The bag landed with a flop.

At length a sandy haired boy stopped and stooped, looking expectantly over the footpath and into the gutter for the items that must have spilled out.

Meaning well, his efforts weren’t needed. The bag was all but empty, save for a worn photograph safely secreted in one of the silk-lined pockets.

She grimaced inwardly at those clear blue eyes clouding with pity, sweeping around to see if anyone else had halted, or noticed.

“Of course not,” she clucked, continuing to ghost through the bustle of those with somewhere to be. All their shoes beating a rapid tattoo on the concrete.


At the crossing now she’s watched the man turn green for the second time.

“Would you like some help?”

Deafly, “Excuse me?”

“Can I take your bag for you?”

“Oh no, I’m quite alright thank you. It’s practically empty.”

The face was already a blur. Merely a colour running back into the stream like one of so many salmon.  Still, he’d looked familiar.

But they all did.


“Isn’t that sad?”

“Isn’t what sad?”

“That lady there with the bird’s nest for hair and torn stockings. She just tripped over. Bag went flying.”

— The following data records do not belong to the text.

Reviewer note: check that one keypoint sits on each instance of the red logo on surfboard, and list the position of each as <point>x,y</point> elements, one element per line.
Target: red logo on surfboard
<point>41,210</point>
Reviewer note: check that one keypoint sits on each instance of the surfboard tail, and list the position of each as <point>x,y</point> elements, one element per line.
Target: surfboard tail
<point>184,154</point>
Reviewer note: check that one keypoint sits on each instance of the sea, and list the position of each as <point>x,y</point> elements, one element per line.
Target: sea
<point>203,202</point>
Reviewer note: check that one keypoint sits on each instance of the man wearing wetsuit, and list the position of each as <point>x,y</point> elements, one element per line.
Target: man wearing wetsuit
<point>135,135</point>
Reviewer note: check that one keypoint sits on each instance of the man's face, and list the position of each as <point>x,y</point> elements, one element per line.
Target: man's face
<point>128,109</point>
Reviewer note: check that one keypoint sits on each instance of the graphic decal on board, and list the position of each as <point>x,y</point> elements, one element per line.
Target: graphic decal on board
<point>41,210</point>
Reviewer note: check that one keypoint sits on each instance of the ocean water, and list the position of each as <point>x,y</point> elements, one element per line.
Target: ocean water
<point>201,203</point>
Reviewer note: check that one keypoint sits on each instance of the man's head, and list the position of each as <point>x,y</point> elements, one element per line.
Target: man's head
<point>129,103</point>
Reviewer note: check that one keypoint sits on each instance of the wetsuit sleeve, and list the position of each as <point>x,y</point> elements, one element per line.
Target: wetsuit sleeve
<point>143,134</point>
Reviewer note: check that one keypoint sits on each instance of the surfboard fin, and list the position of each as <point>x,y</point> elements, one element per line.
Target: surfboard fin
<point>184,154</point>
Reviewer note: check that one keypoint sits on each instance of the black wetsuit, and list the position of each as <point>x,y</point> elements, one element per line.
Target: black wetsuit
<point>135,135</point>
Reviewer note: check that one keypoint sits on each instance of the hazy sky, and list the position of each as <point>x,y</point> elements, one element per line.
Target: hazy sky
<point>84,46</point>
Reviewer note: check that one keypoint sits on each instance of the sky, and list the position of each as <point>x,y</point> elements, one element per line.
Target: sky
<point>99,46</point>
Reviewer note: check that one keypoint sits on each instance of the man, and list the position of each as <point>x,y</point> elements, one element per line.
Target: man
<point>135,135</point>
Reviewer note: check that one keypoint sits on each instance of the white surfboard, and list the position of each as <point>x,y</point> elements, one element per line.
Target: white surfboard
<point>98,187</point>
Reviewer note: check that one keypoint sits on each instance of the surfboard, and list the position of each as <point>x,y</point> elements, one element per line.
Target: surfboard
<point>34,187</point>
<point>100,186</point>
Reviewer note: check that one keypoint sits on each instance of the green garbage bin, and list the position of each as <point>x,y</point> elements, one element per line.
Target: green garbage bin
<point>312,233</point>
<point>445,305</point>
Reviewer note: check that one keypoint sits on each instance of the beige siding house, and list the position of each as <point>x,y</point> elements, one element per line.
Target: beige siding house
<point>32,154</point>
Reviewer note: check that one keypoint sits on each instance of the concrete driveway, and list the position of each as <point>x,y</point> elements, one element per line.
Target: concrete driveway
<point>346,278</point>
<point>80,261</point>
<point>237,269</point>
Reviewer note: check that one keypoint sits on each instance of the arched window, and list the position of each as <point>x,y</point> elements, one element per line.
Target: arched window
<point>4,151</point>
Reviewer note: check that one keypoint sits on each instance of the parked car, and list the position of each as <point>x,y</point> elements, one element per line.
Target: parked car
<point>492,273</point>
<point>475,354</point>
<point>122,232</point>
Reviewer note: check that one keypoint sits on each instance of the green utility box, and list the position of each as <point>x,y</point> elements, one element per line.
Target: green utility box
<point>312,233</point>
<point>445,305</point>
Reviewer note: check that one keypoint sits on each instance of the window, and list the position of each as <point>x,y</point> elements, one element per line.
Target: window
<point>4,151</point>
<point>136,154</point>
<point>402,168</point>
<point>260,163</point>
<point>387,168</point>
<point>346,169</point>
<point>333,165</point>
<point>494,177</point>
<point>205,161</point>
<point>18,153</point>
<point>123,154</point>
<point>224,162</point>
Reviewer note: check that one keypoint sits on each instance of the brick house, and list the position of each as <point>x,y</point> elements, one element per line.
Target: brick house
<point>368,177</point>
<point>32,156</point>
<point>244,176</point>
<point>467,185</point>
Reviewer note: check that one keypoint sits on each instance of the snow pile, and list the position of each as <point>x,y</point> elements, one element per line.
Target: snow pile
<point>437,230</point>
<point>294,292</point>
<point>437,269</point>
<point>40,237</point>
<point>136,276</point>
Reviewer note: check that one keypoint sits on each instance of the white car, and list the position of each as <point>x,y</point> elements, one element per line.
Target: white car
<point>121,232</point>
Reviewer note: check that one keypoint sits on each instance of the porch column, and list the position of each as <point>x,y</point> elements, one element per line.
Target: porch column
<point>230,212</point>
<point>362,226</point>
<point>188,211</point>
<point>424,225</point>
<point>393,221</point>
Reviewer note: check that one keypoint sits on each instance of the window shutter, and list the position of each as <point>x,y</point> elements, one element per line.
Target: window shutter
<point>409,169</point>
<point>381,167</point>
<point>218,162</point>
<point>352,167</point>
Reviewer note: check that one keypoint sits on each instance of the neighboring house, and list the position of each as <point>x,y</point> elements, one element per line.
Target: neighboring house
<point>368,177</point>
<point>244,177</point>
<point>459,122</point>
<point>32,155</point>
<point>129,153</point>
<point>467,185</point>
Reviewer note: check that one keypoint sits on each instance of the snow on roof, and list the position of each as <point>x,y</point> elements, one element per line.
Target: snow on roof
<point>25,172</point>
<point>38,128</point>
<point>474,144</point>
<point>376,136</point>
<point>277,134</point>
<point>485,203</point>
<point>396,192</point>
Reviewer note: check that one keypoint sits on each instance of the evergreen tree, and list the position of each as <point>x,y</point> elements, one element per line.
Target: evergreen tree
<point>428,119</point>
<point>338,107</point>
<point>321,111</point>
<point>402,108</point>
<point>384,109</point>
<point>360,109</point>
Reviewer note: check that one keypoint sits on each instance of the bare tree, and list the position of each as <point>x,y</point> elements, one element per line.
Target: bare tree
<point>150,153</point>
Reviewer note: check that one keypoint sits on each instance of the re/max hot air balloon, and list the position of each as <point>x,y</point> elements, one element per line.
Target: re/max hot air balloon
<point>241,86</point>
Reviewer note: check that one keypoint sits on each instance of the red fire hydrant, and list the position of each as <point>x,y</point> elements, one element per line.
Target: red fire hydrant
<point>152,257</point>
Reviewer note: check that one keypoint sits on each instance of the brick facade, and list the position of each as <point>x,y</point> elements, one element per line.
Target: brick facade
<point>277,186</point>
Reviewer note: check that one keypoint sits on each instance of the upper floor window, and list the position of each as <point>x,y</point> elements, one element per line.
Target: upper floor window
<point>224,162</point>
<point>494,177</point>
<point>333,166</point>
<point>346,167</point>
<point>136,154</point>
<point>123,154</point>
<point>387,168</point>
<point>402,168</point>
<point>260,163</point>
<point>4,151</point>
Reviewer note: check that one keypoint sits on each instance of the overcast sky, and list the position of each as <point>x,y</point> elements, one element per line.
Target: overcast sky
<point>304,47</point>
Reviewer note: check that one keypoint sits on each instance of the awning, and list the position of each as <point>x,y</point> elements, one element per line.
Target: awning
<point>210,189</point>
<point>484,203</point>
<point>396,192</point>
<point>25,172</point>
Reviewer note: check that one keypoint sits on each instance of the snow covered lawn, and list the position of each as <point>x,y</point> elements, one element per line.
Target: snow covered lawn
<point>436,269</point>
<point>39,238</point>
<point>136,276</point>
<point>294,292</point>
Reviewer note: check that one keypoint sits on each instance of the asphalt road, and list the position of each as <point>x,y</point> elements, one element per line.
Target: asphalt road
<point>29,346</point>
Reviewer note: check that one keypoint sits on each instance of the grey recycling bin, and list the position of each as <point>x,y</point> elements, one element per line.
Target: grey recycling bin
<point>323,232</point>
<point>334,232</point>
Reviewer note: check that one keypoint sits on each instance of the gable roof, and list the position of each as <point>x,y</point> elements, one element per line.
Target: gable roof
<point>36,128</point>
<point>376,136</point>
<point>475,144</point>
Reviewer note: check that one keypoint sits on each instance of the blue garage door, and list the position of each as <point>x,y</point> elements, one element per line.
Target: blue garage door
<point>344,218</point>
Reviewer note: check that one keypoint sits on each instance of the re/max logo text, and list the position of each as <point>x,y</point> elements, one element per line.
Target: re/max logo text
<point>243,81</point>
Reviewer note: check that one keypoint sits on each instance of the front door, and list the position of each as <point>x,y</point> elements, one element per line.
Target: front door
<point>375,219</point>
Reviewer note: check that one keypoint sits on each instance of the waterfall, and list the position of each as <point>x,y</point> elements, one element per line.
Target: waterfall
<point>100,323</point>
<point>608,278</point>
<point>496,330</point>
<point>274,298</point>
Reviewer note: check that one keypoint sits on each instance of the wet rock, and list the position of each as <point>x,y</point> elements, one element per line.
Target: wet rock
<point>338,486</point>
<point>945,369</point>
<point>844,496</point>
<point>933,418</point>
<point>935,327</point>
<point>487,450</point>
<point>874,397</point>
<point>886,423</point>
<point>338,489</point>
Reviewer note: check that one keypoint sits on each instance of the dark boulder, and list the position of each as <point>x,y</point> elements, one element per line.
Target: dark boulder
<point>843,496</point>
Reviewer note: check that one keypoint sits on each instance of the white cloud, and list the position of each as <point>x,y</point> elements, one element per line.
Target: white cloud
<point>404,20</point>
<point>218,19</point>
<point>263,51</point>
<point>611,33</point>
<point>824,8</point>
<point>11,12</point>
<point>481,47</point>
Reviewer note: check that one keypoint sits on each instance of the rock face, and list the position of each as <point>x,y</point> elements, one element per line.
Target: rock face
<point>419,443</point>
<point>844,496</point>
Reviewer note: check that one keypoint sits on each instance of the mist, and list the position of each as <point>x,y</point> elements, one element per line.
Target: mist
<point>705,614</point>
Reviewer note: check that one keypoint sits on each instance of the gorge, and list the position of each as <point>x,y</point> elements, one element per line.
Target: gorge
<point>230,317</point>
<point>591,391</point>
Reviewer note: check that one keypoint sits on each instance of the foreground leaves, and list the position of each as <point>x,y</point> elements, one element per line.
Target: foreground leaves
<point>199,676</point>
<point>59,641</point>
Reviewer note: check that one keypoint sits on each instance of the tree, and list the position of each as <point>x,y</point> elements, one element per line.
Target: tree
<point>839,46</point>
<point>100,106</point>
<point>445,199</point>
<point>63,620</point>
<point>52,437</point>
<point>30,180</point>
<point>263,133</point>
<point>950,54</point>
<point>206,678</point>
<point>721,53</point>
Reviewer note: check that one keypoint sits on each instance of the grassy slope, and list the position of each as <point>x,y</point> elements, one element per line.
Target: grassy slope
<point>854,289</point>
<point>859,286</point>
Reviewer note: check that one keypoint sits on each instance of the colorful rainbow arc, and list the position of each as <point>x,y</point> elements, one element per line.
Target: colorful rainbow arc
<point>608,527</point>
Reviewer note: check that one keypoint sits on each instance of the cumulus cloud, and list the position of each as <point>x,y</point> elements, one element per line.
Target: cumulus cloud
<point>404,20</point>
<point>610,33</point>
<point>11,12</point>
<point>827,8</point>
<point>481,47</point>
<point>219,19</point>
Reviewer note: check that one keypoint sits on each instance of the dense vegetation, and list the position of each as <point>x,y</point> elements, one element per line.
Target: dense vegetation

“Poor thing. Anyone help her?”

“A little boy did, yeah.”

“Was a guy texting on his mobile.”

“What was?”

“Who knocked old Betty over.”

“Guess she didn’t see it coming. He didn’t stop?”

“No, he had to press send I guess.”

“Isn’t that sad.”

“Isn’t it just.”


“Where was it again?” She forgot. Then she remembered.

A sign above the florist that put their flowers out in a rusty bucket just like her mother used to. All the varieties mixed together like the side of a country lane.

Making her way across the echoing foyer she waited for the lift, fretting. “I’ll just be in and out, he’s so busy.”

Ding. She shuffles in, and up.

Another ‘ding’ heralds her arrival onto one of the tower’s uppermost floors. Padding forward, like a door mouse from its bolt-hole, she advances the front desk.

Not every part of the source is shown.